North Korea , Janaury 15: North Korea accepted South Korea’s offer of 10,000 tons of food aid today in the latest apparent sign it is seeking better ties after months of hostility.
The South had offered the corn shipment last October but there had been no response from the communist state until now. The shipment will be Seoul’s first official aid to its hungry neighbour for two years.
North Korea sent a fax message saying it “will receive the corn aid,” said Seoul’s unification ministry spokeswoman Lee Jong-Joo.
In 2008, the South offered 50,000 tons of corn but the North rejected the shipment amid high tensions.
The North reacted furiously when Seoul’s new conservative government took office in February 2008 and linked major economic aid to progress in nuclear disarmament.
But since August it has been making peace overtures to South Korea and the US.
Yesterday, the cash-strapped nation proposed talks with South Korea about resuming tourism projects, which had earned it tens of millions of dollars a year until relations soured.
The two countries have also agreed to hold separate talks next week on ways to revitalise their jointly-run industrial estate in the North.

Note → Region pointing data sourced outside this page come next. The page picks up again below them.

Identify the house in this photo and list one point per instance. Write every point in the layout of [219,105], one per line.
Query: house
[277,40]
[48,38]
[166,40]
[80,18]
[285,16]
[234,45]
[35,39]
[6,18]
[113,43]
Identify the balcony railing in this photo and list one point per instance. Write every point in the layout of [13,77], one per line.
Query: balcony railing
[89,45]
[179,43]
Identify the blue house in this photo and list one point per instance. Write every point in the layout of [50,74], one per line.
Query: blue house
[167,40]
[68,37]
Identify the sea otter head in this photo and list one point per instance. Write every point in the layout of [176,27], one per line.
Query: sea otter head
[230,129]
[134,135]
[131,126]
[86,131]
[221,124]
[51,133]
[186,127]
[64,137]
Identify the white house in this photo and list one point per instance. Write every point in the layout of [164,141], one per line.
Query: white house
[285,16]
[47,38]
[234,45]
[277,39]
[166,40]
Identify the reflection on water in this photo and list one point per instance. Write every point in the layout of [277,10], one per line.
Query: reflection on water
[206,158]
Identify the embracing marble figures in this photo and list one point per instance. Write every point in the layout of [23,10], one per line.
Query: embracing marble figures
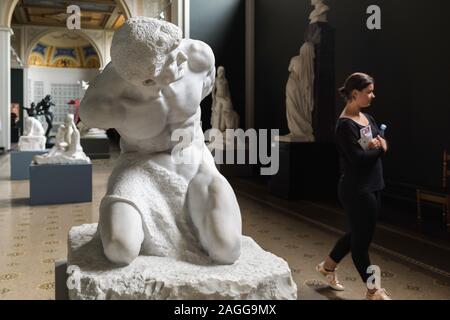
[33,138]
[67,148]
[223,115]
[155,204]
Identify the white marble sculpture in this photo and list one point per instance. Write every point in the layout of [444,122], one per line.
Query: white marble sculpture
[300,96]
[155,205]
[173,226]
[33,138]
[67,148]
[223,115]
[319,14]
[91,133]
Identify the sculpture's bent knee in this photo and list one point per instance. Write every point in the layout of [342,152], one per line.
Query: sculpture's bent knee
[216,215]
[121,232]
[120,252]
[225,251]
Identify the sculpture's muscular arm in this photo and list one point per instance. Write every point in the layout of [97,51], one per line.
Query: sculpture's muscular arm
[201,60]
[101,107]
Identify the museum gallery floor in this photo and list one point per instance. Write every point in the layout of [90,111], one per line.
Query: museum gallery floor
[34,237]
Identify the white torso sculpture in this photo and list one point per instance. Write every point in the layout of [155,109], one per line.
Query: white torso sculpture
[85,131]
[33,138]
[300,95]
[223,115]
[156,204]
[319,14]
[67,148]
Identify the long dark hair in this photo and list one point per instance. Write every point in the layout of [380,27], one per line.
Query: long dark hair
[356,81]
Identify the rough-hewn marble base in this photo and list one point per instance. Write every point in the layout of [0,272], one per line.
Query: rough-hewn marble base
[258,274]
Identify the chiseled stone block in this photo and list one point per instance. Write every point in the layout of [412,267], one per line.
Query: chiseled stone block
[257,274]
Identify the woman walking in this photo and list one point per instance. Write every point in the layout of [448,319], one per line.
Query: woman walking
[361,181]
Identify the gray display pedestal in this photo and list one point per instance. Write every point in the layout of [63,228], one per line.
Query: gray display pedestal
[61,276]
[95,148]
[60,183]
[20,163]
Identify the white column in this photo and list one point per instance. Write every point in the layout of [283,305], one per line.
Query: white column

Some analysts believe the peace overtures were prompted by tougher United Nations sanctions imposed following the North’s nuclear and missile tests last year.
The North suffered full-scale famine in the 1990s, in which hundreds of thousands died, and since then has relied on foreign food aid to help feed its people.
The UN’s World Food Program estimated last September that a third of North Korea’s women and young children are malnourished. It said the country would run short of almost 1.9 million tons of food in 2009.